# 90 Stanza, Brake Line Length



## Aone (Jan 15, 2008)

Hi, the other day I was leaving Path-Mark parking lot. When I stepped on the brake it went to the floor. I drove it home, looked for leaking fluid at all four wheels no leaks.

I blamed and changed the master cylinder. When done I found the real line has a leak under the trunk. I change the line on both rear from the middle of the car to the rear wheel cylinders/brake hoses.

Now when I drive and I have to stopped in an emergency the front right locks up, screechs the tire.

I now suspect the I must have shortened the left rear brake line because I did not follow the *curve or bending* over the rear chassis. I since removed and chopped up the old lines and put them in the garbage.

I want to re-do the left rear but do not know the right length.
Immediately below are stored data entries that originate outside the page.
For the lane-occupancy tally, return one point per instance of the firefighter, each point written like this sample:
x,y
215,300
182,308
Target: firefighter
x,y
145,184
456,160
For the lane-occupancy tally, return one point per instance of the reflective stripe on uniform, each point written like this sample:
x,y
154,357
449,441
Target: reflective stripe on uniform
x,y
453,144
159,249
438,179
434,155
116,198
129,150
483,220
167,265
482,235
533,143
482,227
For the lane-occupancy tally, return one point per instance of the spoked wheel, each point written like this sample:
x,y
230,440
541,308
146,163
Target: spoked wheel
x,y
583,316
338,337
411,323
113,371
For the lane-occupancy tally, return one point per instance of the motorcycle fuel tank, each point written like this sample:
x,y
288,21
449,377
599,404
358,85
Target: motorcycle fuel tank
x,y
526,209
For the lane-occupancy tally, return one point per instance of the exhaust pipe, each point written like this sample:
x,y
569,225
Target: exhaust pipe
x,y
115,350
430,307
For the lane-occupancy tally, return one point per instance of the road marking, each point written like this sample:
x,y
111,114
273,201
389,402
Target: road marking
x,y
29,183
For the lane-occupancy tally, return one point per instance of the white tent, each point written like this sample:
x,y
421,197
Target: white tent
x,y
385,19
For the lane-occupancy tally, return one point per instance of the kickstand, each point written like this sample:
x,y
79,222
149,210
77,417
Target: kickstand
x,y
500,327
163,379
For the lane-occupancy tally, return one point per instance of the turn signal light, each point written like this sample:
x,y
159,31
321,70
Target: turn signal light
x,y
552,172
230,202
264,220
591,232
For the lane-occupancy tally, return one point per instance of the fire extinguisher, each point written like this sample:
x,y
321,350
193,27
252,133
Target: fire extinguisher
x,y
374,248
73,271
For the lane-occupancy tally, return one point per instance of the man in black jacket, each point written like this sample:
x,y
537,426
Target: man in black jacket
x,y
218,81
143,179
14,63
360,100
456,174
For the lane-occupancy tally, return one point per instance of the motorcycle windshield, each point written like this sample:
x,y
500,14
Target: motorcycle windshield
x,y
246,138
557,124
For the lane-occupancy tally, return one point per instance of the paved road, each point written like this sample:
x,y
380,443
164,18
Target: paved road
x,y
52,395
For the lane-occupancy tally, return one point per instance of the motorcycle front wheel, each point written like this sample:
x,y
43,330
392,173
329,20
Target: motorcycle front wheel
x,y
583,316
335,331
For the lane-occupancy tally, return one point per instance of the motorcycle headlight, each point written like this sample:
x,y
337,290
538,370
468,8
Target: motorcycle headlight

How can I get the correct length?

I looked in the factory service manual without any luck.

Thank you.


----------



## jameshenry (Aug 11, 2015)

Try to refit real line and after going through the service manual follow the curve or bending over the real chassis. If the problem still persists get it checked from the authorized dealers.


----------



## Aone (Jan 15, 2008)

That is exactly what I want to do but do not know where curve and bending goes. Do not know anyone with a Stanza (these are rare now). I was hoping it is documented in a manual somewhere.

If I can determine the length, maybe, I could add bending within the length.

The right side I did not follow the bending neither but it seems to work. I am thinking the length is close to the original length.


----------



## Aone (Jan 15, 2008)

Someone told me to change the master cylinder since I changed the master cylinder and the brake lines at the same time then he will help me run a new brake line. Last night I installed the old master (it was not bad) and the problem went away. The new master from amazon is bad. My worries is over.


----------